第2話 私は……

 誰も居なくなった部屋をただなんとなく見渡して見る。煌びやかな部屋と装飾。着慣れないドレスと輝くネックレス。前世とは程遠い生活で未だに慣れない。


「ねぇ、ここはどこ?」

 もちろん返事は返ってこない。喋る鏡も妖精も私には見えない。私には特別な能力は無かった。


 この世界には魔法が使えたり、妖精が見えたりする特殊能力を持つ人が大半だ。一人一つ特別な力を持つのがこの世界の当たり前。


 ーしかし、私に特別な能力はなかったー


 漫画の世界が優しいだけで、転生者が必ず一つ特殊能力を授かるなど誰も言ってない。

 むしろ、「この世界の人間ではないから特殊能力がないのではないか」そう思ってすらいる。


「雪埜 凪季」《ゆきや なぎ》


 私の転生前の名前。もう誰もこの名を知らないのではないか。そう思ってしまうと少し怖くなる。

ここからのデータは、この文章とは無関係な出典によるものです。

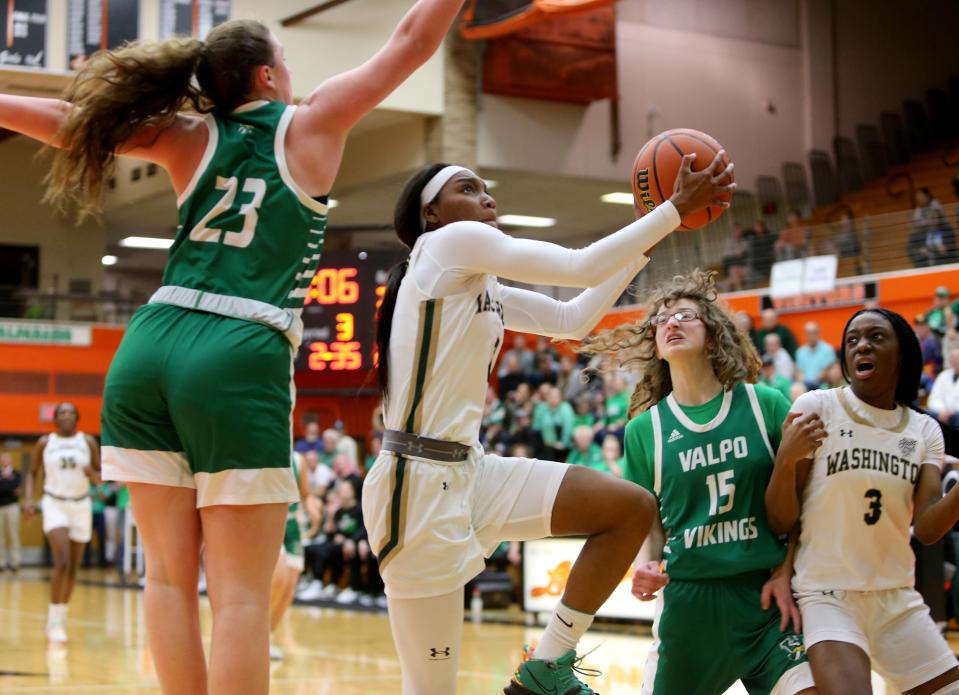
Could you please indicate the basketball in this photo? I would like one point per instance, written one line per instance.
(657, 165)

 別に今の世界が嫌いなわけではない。母も父も優しく、平穏で幸せな生活。しかし、本当はという事実が苦しかった。私は愛されて育てられている。だからこそ、嫌だった。


 ー生まれるはずだった二人の子は

             私に殺されたー


 そう思ってしまう。だから、一人暮らしをしたかった。そう思った。毎日、毎日、ずっと。